Por uma federação socialista regional do Sahel e além, baseada na solidariedade e na luta conjunta contra o imperialismo, o capitalismo e a catástrofe climática.

Uma política externa internacionalista, enraizada na solidariedade de classe, não no nacionalismo ou no chauvinismo. Ligar a luta de Burkina Faso a um movimento global pelo socialismo.

Conclusão: apoiemos o povo revolucionário, não o uniforme.

A ascensão de Traoré não é uma revolução em si, mas uma ruptura. Ela expressa uma profunda ira popular e uma aspiração revolucionária. A decadente ordem neocolonial está desmoronando.

A pergunta é: o que vem depois?

Entendemos porque as pessoas se juntam a Traoré.
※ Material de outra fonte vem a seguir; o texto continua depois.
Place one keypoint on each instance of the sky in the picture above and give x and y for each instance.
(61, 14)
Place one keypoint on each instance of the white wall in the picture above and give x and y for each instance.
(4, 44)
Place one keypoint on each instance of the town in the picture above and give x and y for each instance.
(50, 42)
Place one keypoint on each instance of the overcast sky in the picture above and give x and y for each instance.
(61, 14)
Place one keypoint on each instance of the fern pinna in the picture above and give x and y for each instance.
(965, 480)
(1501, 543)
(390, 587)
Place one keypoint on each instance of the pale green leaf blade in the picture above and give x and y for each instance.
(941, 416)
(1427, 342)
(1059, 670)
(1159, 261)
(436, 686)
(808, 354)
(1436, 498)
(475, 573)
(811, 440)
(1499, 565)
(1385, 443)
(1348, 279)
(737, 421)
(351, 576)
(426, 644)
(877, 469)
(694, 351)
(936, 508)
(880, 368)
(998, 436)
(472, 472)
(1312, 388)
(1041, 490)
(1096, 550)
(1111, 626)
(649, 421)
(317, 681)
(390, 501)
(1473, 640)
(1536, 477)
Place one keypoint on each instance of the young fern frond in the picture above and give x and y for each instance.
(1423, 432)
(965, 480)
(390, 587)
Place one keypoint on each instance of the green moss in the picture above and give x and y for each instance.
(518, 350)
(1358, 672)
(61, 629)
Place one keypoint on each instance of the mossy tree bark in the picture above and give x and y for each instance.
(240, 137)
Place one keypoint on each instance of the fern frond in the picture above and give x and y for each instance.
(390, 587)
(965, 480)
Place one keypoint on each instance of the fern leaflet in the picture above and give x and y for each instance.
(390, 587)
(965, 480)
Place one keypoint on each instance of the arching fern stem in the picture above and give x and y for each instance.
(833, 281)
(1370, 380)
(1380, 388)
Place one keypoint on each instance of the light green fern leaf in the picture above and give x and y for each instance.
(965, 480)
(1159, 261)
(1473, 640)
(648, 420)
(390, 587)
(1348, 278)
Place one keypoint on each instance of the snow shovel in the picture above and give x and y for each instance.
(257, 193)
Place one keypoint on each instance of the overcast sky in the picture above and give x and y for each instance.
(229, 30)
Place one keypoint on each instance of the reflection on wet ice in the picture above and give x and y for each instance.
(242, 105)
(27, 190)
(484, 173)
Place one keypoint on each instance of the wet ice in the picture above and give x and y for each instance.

Nós também queremos uma África nova, livre e digna. Mas sem o poder da classe trabalhadora, auto-organização democrática e liderança revolucionária, até mesmo os regimes militares mais radicais se tornam armadilhas.

A resposta não está em juntas militares ou ilusões bonapartistas, mas na revolução socialista no Burkina Faso, em toda a África e em todo o mundo.